As the most recent addition to the WINGS blogger team, I figure it would be good form to introduce myself a bit before launching into this week’s post. Some background information regarding the path that has led me to this work with WINGS is also relevant to the gist of the reflections to follow, that’s my hope anyway. In writing this week, I am seeking to voice some of the feelings I have been having lately, so I truly appreciate anyone who takes the time to consider them.

The first time I walked into the WINGS office was sometime this past August to interview for the internship position available to a Masters in Social Work student. My volunteer experience working with survivors of domestic violence allowed me to develop basic crisis management skills, so I thought interning with WINGS would be an ideal opportunity to enhance them.
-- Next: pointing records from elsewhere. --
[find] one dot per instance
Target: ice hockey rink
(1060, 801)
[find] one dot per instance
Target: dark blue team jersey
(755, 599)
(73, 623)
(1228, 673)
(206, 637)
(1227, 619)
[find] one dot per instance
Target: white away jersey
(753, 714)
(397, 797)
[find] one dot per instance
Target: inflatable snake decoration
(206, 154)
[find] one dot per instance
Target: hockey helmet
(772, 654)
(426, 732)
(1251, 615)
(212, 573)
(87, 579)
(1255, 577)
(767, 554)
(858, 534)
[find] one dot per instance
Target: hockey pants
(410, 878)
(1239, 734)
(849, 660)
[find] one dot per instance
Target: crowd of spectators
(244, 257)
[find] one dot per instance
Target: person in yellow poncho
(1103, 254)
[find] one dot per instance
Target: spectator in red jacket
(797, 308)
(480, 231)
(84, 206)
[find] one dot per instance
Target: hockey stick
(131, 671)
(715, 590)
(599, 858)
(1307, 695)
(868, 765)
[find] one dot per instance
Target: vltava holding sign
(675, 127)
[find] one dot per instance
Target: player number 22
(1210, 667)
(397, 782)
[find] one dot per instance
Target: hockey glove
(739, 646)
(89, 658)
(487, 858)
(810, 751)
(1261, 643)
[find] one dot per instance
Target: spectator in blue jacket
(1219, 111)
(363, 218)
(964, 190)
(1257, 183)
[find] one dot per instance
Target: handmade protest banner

In addition to this desire to work in a therapeutic/counseling type setting, I was drawn to the “survivor-led” approach that WINGS groups promote. I am a firm believer in the idea that people most impacted by a particular issue (childhood sexual abuse in this case), should have the power to decide the best ways in which to address it. When I was notified that I had been selected for the position, I felt a genuine sense of gratitude to have found an internship that resonated so strongly with my core values.
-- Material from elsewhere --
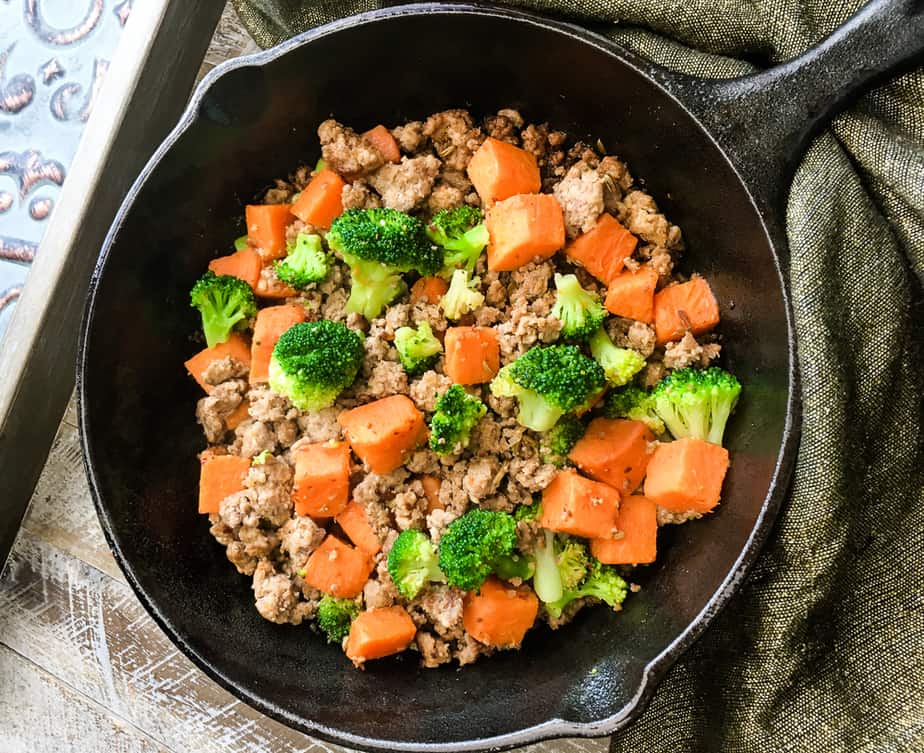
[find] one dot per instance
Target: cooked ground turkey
(502, 468)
It is hard to believe that I have now been interning at WINGS for nearly 2 months and am almost done with my first quarter of graduate school. At this point I have been co-facilitating a support group as well as beginning to conduct outreach. I am definitely still ‘learning the ropes’ and working to overcome some of my uncertainties regarding my abilities to adequately support survivors. I am naturally more on the introverted side, especially at first, so putting myself ‘out there’ has been somewhat of a challenge, both in the support group setting and out in the community. However, I am recognizing that my innate capacity to listen, combined with deep sense of respect for survivor agency comprise significant assets to this work. When in doubt, I have found comfort in reflecting upon the fact that WINGS exists primarily as a space for survivors to come together and support one another.

It is this awareness that I want to continue to develop, not only during my time at WINGS but throughout my social work career. Instead of feeling this overwhelming need to be doing something more, acknowledging the degree of strength survivors possess is a humbling reminder that it’s not about me. The insight I have already developed thus far in my internship makes me incredibly excited to continue to grow over the next seven months.